Each square of a 100 x 100 square board was painted some color, so that no line (row or column) has more than 4 different colors. What is the maximum number of colors that could have been used?
Explain why it is not possible to use more colors and give an example of coloring that uses the maximum number of colors.
I found a configuration using 301 different colors, but I can't prove that it is the best. 

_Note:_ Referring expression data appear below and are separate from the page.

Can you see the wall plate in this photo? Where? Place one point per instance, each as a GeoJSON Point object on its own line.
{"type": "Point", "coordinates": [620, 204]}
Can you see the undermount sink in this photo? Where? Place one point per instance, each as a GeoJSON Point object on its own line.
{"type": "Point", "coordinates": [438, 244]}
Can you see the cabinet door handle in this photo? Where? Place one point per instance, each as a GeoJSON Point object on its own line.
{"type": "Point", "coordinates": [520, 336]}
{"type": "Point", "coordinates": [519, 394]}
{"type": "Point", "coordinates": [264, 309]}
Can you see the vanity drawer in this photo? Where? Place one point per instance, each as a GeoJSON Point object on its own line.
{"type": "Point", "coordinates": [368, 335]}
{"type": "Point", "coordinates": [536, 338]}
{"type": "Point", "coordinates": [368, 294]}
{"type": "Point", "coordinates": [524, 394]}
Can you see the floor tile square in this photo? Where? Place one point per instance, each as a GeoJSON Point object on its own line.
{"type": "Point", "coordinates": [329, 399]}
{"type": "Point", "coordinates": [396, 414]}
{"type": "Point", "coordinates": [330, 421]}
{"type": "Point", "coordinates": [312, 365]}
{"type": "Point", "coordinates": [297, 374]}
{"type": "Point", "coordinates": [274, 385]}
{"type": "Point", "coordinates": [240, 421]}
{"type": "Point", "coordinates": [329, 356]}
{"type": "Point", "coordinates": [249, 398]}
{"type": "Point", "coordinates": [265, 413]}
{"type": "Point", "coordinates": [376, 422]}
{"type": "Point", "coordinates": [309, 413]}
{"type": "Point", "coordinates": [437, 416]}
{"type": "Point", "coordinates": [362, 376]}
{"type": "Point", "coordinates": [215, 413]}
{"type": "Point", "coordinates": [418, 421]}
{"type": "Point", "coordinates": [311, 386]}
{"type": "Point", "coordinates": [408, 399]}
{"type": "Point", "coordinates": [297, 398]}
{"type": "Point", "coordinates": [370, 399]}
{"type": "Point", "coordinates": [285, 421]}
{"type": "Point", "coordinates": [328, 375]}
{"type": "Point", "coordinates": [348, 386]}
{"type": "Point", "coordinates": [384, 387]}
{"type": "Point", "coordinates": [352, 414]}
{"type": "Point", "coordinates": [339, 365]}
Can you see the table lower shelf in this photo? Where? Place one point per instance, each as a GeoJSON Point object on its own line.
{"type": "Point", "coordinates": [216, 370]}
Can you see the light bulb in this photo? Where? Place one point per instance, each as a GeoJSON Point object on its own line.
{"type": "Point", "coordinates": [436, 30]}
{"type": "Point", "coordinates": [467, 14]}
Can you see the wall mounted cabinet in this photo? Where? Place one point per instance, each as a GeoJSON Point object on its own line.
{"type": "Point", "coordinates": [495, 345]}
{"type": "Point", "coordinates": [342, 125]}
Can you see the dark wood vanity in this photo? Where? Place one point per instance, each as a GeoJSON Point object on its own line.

This is my configuration, the black points are all different colors, so the number of colors is $98*3 + 2*2 + 2 + 1= 301$, because 3 different colors in 98 columns, the 2 on the edges, the other 1 + 1 in each edge and the blue is only one color so one more.
Best Answer
Let's assume that $302$ colors have been used on the board. Since, no rows can admit $5$ (or more) colors, at least $2$ rows must contain exactly $4$ colors so that all the ($4 \times 2$) colors are distinct. In other words, $8$ colors must have been used to paint the squares of those two rows. Now, consider a column of the board. As two squares of this column have already picked 2 distinct colors, this column can admit at most $2$ more colors. Therefore this board can have at most $2 \times 100 +8$ distinct colors, which is less than $302.$ Hence, the maximum is $301$.
Please note that the first claim of the proof wouldn't be valid if we were working with $301$.